I recently enquired about an AWK script to keep summing a column until it reaches a certain value then print that line.
The Awk script I got from Alex Reynolds was very helpful and is show below
$ awk '\
BEGIN { \
s = 0; \
} \
{ \
s += $4; \
if (s >= 100) { \
print $0; \
exit; \
} \
}' chr1.bedgraph
I would use this on chr1.bedgraph
chr1.bedgraph
chr1 1000 2000 25
chr1 2000 3000 50
chr1 3000 4000 25
chr1 4000 5000 30
And the awk script would print the line were the sum of $4 is reaches 100
chr1 3000 4000 25
I now want to replace "100" in the line "if(s >=100)" with every value in values.txt (apart from $1)
values.txt
sample1_chr1 200 50 90
sample2_chr1 300 60 40
sample3_chr1 400 20 40
So the script would essentially use the numbers values.txt from line1 $2, $3, $4 then move on to line2 and line3 and so on.
So that the output would print the line from chr1.bedgraph that when it reaches 200 then below that, 50, then 90. then it would print the lines when it reaches 300, 60 and 40.
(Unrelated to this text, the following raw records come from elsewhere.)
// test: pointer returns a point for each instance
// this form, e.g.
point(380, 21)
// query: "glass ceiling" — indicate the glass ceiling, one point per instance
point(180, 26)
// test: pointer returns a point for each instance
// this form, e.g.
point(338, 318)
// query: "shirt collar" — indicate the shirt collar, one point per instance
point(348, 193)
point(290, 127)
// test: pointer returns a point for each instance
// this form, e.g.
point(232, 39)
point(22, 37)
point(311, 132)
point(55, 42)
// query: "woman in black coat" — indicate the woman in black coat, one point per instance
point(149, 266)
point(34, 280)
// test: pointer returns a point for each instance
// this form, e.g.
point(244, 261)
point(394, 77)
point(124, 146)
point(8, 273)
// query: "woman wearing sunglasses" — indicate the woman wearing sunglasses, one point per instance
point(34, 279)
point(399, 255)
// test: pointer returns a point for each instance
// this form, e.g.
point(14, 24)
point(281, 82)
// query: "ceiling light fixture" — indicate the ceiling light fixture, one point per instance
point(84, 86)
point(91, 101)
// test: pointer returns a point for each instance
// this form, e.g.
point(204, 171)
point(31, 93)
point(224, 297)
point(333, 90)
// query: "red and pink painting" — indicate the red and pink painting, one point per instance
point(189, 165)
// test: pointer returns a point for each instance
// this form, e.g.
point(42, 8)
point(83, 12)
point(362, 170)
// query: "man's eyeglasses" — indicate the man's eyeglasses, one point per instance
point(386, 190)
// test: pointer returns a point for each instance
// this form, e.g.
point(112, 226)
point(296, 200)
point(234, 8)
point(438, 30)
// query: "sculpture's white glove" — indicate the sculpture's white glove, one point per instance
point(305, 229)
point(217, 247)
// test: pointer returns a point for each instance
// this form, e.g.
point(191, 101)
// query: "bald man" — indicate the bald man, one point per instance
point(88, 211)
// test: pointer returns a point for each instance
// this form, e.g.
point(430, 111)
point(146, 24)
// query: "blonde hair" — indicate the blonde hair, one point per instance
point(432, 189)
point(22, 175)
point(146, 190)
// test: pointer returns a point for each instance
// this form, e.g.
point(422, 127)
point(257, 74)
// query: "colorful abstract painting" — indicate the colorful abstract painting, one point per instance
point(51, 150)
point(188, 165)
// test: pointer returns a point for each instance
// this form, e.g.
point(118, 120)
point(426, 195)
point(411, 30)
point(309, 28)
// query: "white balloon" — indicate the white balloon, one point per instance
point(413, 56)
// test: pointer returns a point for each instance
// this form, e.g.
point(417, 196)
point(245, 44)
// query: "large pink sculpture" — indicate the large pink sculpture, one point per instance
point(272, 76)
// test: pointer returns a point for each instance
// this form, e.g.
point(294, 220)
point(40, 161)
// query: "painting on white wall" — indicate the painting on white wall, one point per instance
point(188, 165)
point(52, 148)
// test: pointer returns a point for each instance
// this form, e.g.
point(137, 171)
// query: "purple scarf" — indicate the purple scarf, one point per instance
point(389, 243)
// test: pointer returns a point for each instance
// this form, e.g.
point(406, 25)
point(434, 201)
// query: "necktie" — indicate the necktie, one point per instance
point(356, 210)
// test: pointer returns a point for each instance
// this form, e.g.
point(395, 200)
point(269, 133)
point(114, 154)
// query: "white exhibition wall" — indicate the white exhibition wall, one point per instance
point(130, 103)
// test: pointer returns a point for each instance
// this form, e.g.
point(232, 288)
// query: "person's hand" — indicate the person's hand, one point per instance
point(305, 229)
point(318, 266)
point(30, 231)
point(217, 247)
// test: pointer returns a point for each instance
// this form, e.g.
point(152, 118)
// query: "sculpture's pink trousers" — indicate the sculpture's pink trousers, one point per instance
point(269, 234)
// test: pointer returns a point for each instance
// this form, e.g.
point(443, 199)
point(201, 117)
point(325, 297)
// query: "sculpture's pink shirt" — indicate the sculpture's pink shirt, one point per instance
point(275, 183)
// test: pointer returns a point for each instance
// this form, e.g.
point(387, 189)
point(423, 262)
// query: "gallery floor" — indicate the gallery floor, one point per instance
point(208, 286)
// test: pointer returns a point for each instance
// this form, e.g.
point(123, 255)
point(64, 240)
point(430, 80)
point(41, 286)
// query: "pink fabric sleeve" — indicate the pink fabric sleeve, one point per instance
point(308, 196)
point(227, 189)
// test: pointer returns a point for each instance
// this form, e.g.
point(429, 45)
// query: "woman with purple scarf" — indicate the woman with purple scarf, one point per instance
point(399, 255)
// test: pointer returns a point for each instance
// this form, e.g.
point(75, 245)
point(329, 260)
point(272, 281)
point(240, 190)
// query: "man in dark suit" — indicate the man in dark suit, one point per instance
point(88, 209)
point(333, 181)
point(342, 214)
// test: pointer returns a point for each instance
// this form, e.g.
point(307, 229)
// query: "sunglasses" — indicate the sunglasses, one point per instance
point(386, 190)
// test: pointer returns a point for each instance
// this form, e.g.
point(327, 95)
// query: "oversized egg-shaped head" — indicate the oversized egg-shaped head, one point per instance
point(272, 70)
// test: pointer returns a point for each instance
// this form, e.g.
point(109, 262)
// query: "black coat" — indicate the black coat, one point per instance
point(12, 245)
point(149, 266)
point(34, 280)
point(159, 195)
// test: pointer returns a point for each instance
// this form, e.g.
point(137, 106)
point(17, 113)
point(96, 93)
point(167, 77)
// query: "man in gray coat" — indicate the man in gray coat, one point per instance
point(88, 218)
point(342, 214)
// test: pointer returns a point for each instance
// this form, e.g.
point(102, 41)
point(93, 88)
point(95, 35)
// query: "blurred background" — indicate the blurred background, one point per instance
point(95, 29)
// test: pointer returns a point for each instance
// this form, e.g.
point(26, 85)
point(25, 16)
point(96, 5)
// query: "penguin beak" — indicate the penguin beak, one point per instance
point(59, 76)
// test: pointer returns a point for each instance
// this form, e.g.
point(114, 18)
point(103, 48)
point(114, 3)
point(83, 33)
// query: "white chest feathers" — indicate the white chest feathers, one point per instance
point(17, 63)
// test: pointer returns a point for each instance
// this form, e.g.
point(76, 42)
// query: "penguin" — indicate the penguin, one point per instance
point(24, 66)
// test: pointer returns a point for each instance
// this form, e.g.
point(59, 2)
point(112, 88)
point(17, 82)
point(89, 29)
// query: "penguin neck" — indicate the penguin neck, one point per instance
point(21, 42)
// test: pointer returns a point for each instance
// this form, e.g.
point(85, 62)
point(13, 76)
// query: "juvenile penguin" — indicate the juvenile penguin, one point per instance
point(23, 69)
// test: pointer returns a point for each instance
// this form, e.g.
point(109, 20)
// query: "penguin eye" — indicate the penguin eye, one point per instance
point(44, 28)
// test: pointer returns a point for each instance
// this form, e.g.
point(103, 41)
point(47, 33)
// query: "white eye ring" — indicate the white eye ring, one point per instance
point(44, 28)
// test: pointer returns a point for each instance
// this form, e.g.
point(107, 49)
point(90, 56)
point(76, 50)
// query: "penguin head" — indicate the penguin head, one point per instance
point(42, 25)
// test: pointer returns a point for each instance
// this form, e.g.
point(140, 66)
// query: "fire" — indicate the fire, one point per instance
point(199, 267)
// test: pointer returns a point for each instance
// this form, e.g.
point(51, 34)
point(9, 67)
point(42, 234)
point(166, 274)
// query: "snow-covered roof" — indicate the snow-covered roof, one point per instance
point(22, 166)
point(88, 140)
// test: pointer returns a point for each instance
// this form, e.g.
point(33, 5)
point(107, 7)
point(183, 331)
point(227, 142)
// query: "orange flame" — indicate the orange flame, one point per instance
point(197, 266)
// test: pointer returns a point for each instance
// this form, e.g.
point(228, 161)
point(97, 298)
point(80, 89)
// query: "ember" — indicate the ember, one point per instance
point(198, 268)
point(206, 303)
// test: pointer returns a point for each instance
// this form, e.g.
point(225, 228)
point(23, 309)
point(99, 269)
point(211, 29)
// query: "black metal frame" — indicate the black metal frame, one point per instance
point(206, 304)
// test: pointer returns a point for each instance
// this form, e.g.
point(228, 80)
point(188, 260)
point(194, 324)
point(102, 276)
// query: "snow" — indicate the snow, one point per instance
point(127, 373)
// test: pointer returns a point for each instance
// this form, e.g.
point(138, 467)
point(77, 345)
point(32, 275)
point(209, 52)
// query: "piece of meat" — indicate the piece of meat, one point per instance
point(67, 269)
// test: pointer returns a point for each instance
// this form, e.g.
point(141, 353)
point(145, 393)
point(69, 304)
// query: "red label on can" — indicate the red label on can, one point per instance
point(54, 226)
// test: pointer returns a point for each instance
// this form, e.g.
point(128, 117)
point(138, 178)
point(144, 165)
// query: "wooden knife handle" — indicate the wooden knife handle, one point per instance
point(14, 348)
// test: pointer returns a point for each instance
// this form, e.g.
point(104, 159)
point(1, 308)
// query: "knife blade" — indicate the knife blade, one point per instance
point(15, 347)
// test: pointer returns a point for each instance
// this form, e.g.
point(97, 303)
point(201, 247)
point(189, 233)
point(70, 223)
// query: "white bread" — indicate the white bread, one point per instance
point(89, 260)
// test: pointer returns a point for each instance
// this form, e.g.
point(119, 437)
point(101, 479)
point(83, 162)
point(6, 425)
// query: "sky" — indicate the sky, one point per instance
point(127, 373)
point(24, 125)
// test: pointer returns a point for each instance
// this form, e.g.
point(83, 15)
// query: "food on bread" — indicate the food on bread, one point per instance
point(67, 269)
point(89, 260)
Any thoughts? I'm not a very experienced programmer and I have been trying to do this for a while now.
Many thanks
If it gets slightly more complicated (like your question now) I guess it becomes time to move away from awk to e.g. python. It's not completely clear what you try to accomplish (and with which purpose).
You are right - I feel I am pushing the limits of awk and its probably time to move over to python. My apologies for not being more clear. The example I had shown wasn't very well put together. I am basically obtaining "median" values over large peak domains in ChIP-seq with the intention to show movement these genetic loci between individuals(sample1, sample2, sample3). I obtain a total read count across the domain and extract the point where the median read count value lies. Think of it as a centre of gravity value(point at which 50% of the reads lies). I then want to find the 5% and 95% values. My values.txt file contains 4 columns - sample_chr, 5%, 50%, 95%. If i had a script that would use my 5%, 50% & 95% read count values to scan my pre defined domains (like the awk script was doing) it would make the processing a lot faster...Is this a little more clear?
Note: my values.txt file does not represent the real values so that would also make things more confusing.